O que poucos sabem é que na Vila de
Cananeia também apareceu uma ipupiara, conforme lemos nas “Memórias da Villa de Cananea”, resgatadas pelo historiador Antônio
Paulino de Almeida (1882-1969).
1733 entraria para os anais da
vila como o ano em que ali apareceu o monstro que os bugres do lugar chamavam
de Ipupiara, “coisa má que anda n´água”. A horrenda criatura foi vista por
vários moradores enquanto parecia vadiar na quentura do dia. Afiançavam que,
satisfeita de lagartear-se, retirava-se para o poço de um rio que vertia das
fraldas do monte Itapitangui e desaguava no mar.

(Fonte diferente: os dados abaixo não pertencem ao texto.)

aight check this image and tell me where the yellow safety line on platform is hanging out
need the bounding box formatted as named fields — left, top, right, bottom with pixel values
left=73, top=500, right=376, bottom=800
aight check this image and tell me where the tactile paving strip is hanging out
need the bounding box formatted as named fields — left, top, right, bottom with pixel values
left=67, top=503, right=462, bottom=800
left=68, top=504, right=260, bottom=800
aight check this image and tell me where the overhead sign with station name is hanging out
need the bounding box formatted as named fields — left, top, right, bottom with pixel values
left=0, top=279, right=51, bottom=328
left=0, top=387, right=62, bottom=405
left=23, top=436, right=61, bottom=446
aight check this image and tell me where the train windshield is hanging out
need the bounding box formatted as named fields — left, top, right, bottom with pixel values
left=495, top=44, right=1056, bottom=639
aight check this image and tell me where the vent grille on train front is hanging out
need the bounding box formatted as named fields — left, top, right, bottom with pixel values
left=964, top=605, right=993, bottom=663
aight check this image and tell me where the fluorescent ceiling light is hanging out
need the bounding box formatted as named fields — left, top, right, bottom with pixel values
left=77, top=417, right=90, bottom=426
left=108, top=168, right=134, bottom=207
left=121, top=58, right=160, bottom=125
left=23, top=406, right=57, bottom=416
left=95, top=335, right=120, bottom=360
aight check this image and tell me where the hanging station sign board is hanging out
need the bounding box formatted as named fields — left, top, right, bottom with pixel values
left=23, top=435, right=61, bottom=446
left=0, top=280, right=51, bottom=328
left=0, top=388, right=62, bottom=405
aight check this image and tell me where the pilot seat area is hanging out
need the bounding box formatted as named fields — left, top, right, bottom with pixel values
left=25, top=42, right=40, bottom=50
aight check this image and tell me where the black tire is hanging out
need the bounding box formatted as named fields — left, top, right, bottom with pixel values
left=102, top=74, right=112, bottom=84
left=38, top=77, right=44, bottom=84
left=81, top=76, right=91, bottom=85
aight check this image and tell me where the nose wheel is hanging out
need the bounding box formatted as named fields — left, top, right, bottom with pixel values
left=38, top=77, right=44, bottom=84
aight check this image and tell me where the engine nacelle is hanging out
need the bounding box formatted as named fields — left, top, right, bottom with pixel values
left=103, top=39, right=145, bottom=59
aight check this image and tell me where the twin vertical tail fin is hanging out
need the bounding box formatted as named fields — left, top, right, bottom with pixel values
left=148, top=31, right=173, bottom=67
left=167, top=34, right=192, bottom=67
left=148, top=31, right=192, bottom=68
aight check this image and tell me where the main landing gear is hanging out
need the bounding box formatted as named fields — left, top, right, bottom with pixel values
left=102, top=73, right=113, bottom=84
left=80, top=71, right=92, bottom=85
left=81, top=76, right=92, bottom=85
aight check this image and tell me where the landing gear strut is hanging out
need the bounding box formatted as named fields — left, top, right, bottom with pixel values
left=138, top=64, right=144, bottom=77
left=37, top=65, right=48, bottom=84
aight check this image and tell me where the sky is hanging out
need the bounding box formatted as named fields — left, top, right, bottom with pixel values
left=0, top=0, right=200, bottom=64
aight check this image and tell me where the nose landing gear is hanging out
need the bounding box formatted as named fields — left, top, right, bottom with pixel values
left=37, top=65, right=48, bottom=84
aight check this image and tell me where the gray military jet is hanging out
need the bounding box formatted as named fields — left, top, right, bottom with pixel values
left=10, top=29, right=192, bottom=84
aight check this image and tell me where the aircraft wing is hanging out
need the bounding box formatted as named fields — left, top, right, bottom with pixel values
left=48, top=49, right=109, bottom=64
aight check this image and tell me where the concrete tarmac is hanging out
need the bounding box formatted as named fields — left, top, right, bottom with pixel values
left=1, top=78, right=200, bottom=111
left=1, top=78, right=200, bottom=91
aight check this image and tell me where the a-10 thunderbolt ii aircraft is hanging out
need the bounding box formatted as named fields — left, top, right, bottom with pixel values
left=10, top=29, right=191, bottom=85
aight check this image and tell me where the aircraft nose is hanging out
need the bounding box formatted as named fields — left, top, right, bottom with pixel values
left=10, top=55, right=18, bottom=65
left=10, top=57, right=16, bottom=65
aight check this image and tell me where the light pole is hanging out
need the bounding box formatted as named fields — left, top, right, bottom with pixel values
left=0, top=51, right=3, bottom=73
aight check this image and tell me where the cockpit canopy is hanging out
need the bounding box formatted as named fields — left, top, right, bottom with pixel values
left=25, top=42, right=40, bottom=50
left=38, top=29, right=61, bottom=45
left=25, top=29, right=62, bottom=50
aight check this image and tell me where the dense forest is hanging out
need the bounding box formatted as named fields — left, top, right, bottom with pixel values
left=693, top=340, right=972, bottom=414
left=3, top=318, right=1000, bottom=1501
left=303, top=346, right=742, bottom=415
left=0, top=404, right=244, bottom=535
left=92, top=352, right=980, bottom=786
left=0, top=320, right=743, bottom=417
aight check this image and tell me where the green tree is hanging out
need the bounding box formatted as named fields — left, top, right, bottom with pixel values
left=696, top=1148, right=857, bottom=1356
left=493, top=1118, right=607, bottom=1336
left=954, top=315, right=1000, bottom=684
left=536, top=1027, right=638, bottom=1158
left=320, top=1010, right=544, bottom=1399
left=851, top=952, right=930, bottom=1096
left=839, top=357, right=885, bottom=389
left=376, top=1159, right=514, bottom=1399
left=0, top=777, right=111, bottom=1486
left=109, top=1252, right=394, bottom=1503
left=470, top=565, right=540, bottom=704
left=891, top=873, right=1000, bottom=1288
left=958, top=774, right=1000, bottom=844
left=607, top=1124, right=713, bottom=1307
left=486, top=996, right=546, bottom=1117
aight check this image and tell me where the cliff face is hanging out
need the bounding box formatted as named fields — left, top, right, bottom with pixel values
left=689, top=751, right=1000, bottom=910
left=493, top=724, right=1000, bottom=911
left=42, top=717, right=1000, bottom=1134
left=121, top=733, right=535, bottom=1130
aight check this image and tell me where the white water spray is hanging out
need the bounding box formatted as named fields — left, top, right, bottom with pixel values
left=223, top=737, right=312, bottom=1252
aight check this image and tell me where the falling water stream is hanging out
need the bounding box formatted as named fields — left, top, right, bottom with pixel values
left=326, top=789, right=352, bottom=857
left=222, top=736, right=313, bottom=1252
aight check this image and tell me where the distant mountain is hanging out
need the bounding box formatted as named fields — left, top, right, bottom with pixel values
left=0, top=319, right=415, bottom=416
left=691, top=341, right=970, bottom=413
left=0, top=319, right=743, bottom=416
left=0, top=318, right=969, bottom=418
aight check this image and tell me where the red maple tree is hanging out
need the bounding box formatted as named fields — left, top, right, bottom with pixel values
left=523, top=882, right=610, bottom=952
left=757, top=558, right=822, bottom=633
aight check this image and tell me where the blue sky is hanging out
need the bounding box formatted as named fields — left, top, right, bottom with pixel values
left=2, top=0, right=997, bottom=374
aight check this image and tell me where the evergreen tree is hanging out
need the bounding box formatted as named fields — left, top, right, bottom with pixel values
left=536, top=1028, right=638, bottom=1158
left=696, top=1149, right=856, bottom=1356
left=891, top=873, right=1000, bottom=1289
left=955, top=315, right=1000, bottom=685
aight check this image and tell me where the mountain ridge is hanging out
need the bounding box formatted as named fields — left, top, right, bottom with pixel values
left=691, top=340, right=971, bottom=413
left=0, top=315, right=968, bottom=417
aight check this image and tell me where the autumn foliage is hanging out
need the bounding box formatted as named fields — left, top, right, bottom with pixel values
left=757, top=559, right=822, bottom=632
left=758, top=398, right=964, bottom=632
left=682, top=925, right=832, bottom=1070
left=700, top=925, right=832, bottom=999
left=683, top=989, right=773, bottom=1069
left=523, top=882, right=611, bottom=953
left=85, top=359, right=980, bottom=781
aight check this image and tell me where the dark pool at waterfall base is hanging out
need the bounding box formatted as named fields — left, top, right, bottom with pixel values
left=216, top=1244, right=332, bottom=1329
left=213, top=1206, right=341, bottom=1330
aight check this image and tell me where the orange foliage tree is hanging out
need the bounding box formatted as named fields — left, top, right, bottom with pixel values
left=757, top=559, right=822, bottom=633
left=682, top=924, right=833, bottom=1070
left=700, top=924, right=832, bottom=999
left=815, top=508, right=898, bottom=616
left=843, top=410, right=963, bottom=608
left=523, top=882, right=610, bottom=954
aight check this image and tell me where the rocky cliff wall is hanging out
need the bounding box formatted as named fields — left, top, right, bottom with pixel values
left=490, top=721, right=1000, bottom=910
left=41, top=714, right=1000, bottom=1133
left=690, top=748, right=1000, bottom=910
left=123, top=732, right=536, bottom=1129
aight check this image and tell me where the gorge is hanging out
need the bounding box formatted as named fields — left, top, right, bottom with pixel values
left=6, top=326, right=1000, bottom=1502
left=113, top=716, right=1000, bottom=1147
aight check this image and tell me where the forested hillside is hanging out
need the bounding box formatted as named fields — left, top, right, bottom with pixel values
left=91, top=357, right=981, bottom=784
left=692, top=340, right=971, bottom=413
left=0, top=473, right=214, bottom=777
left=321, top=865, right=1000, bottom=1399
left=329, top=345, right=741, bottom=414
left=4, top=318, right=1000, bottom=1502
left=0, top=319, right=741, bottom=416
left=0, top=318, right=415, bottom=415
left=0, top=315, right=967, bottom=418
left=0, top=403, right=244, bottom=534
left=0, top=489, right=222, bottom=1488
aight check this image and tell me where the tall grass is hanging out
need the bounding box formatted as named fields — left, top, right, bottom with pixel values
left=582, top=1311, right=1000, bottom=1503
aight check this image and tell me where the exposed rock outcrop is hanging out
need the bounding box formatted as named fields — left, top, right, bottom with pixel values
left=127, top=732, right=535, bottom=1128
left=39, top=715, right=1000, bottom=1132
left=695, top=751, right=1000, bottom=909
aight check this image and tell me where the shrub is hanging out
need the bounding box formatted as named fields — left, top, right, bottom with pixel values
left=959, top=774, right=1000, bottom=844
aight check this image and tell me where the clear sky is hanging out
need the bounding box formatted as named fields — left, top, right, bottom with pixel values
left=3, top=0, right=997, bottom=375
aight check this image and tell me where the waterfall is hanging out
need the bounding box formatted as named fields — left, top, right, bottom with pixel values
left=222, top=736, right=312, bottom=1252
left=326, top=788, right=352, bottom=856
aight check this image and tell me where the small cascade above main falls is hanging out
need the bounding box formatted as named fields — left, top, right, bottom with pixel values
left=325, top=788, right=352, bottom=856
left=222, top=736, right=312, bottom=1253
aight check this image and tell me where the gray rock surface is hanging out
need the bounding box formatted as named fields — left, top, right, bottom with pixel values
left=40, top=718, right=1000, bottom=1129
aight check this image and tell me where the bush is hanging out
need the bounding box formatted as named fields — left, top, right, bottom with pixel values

Essa história também mereceu a
atenção do historiador Gustavo Barroso (1888-1959), que escreveu uma crônica
intitulada “Os prodígios de Cananeia”
para a sua coluna “Segredos e Revelações da História do Brasil', publicada na
revista “O Cruzeiro”, de 9-11-1957,
cujo recorte foi-me presenteado, há alguns anos, pelo historiador Ary de Moraes
Giani (1913-2005).
Como frisamos, a aparição da
ipupiara de Cananeia deu-se no ano de 1733. O “monstro”, conforme lemos nas “Memórias de Cananeia”,
foi visto “aquentando-se ao sol numa praia, ao ocidente da vila; depois
no poço dum rio, perto do mar, nas vertentes do Itapitangui, onde o atou o
´destro caçador´ Pedro Tavares com ardilosa traça [ardil, astúcia] e um
tiro certeiro de bacamarte”.
Matar uma besta-fera nunca foi
tarefa das mais fáceis. Ainda mais uma besta como aquela. Diziam que se
assemelhava a um homem e que até as suas partes íntimas eram parecidas com o
similar humano.
Relata a crônica que o monstro
tinha a cabeça e o corpo de um touro. Media treze pés de comprimento e nove de
grossura. O pescoço levantado media três palmos de comprido e cinco de
grossura. Glândulas encarnadas destacavam-se na horrível caraça, que tinha
viseira e crinas inclinadas sobre a moleira. As orelhas, também escarlates, de
um palmo de altura, eram semelhantes às do homem. No lugar dos cornos tinha uns
calos duros, altos e negros. Os olhos, redondos e com as meninas pretas; a
circunferência, encarnada. As ventas abertas eram do tamanho de um punho. A
bocarra, rasgada. Os beiços, grossos e rubicundos. As queixadas, com poucas
barbas, grossas e duras. Os dentes, largos, unidos e cortantes, seguidos de uma
língua redonda. Os braços e pernas, três palmos de compridos e pouco menos de
largura. Seus cinco dedos eram de meio palmo de compridos; as unhas, negras,
grossas e quadradas. A calda, de três palmos de comprido, acabava em duas
pontas abertas, que eram peladas, lisas e encarnadas. O corpo, todo frisado de
pelo curto, macio e acastanhado... E por aí prosseguia a crônica, pródiga em
detalhes.
O que despertou mesmo a
curiosidade do povo foi a descrição das partes íntimas da besta, cuja
semelhança com a genitália humana, o cronista, pudico, não se atreveu a
descrever na língua de Camões. Buscou socorro e providencial recato na língua
de Cícero: “(...) cum sit immodicec
longum: altamen genitale hominie simile (...)”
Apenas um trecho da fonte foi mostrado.